Q27 The Duke of Wellington: I declare my land interests as in the register. You have very accurately described the complexity of this whole subject. As you just referred to, you cannot quite understand how landowners cope with this. It is true because landowners and farmers are faced with ELMS coming along, which is a very good idea, but it has become so complex that an ordinary farmer or landowner probably needs to employ a consultant to try to navigate their way through the multitude of programmes envisaged in ELMS. I am sure that all of them are very much for the public good but it has become very complicated.
We were told that, coming out of the EU, we would have a simpler system of supporting food production and other rural activities, but it has become extraordinarily complex. In terms of nature restoration, surely the secret really is in ELMS, which probably has the potential to do more for nature restoration than anything else we are talking about but is not easy to navigate.
Baroness Willis of Summertown: This is what it comes back to: we need be driven by data to start off with and use a data approach to say, “This is your land. This part of your landscape would be really important because it links up this SSSI with that SSSI. Would you be interested in creating a corridor there? If so, we will pay you to do that”. Right now, it is asking the landowner to be the scientist, to be the deliverer and to be absolutely everything. If you are lucky, you will get a bit of money for it, but it does not work. It is the wrong way round; it puts too much onus on the landowner. The idea is very good and the potential is huge but the delivery mechanism right now is broken.
Q28 Baroness Bray of Coln: You have given us some very strong views today—and very interesting, too. Is what you are saying a widely held view in the world in which you mix in terms of diversity of ecosystems? Are a lot of other organisations pushing for what you are?

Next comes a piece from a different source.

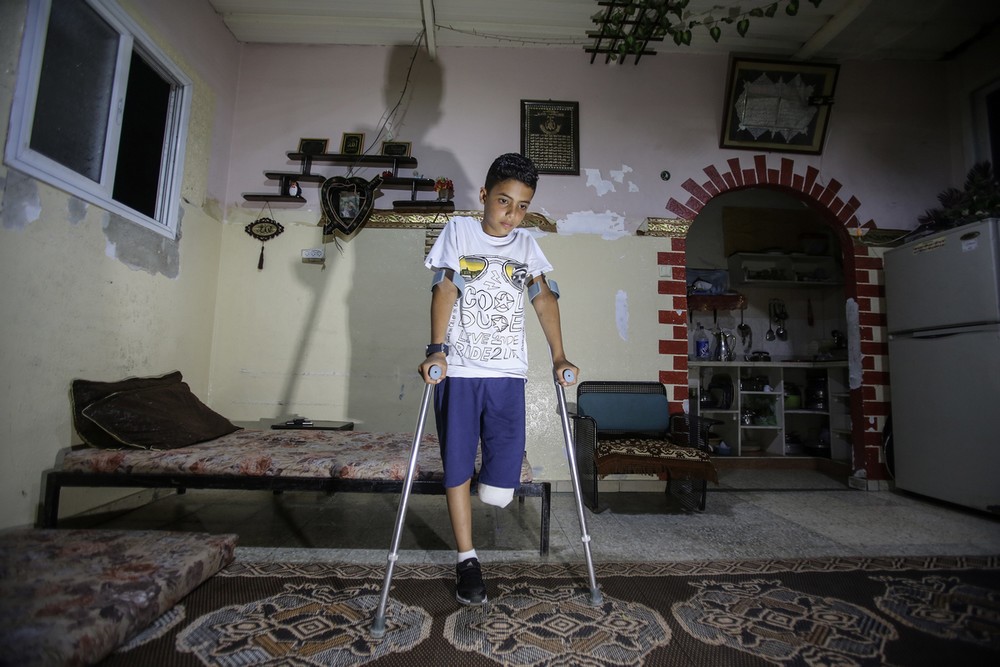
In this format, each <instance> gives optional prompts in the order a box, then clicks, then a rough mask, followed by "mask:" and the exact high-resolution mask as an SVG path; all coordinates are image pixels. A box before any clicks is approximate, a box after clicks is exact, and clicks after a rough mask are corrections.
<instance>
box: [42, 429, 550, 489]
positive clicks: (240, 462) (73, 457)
mask: <svg viewBox="0 0 1000 667" xmlns="http://www.w3.org/2000/svg"><path fill="white" fill-rule="evenodd" d="M412 446H413V434H412V433H366V432H363V431H309V430H268V431H256V430H241V431H236V432H234V433H230V434H228V435H224V436H222V437H219V438H216V439H214V440H209V441H208V442H202V443H199V444H196V445H190V446H188V447H180V448H177V449H165V450H148V449H97V448H93V447H84V448H81V449H74V450H72V451H69V452H67V453H66V454H65V456H64V457H63V459H62V461H61V462H60V464H59V466H58V468H59V470H61V471H63V472H80V473H119V474H133V475H140V474H153V475H160V474H171V475H233V476H244V477H246V476H251V477H261V476H274V477H279V476H280V477H307V478H331V479H361V480H389V481H403V480H405V479H406V470H407V467H408V464H409V454H410V449H411V447H412ZM443 476H444V471H443V468H442V464H441V455H440V451H439V449H438V440H437V436H436V435H434V434H425V435H424V436H423V437H422V438H421V441H420V452H419V455H418V458H417V470H416V478H417V479H418V480H424V481H440V480H441V479H443ZM532 481H533V479H532V472H531V466H530V465H529V464H528V462H527V460H526V459H525V460H524V461H523V462H522V466H521V483H522V484H527V483H531V482H532Z"/></svg>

Baroness Willis of Summertown: Yes. I have come very much wearing a university hat. You probably have my declared interests but I set up a spin-out company, since I was so frustrated by this, doing natural capital assessments because this just is not working. It is a widely held view. So many landowners I speak to share this viewpoint that people want to do the right thing. Why would someone not want to do the right thing?
Baroness Bray of Coln: Where is the pressure being brought from and where is it being applied to?
Baroness Willis of Summertown: That is the question, really, because there is a certain deafness to listening to what landowners are saying about how complicated all of this is becoming. Again, with the levelling-up Bill, which is one of the things to reduce bureaucracy, we need to bring some of these things in here to do just that and to quickly bring online these environmental management tools that people can use. We have been promised those for 12 years by Defra and they have not arrived yet. We are trying to ask the landowners to do things without giving them any of the tools to do them. It is widely held.
We also need to think about the governance of nature and landscapes in the UK. We have NGOs that are fantastic but their governance is through their membership. Their membership pay them because they want to protect that sort of biodiversity. We need to keep that, because it is really important, but governance more generally for nature, because of the societal benefit that it provides, needs to be very firmly back within government. In the same way that we should have a right to education and to health, we should have a right to nature in this country that is not being driven only by NGOs. That needs to go very firmly back into the mindset of how we manage nature.
Baroness Bray of Coln: It could have a Minister attached or something.
Baroness Willis of Summertown: Yes.
The Chair: I am going to have to bring this session to a close. You have given us lots to think about. Thank you very much, Professor Willis. We really appreciate your time this morning.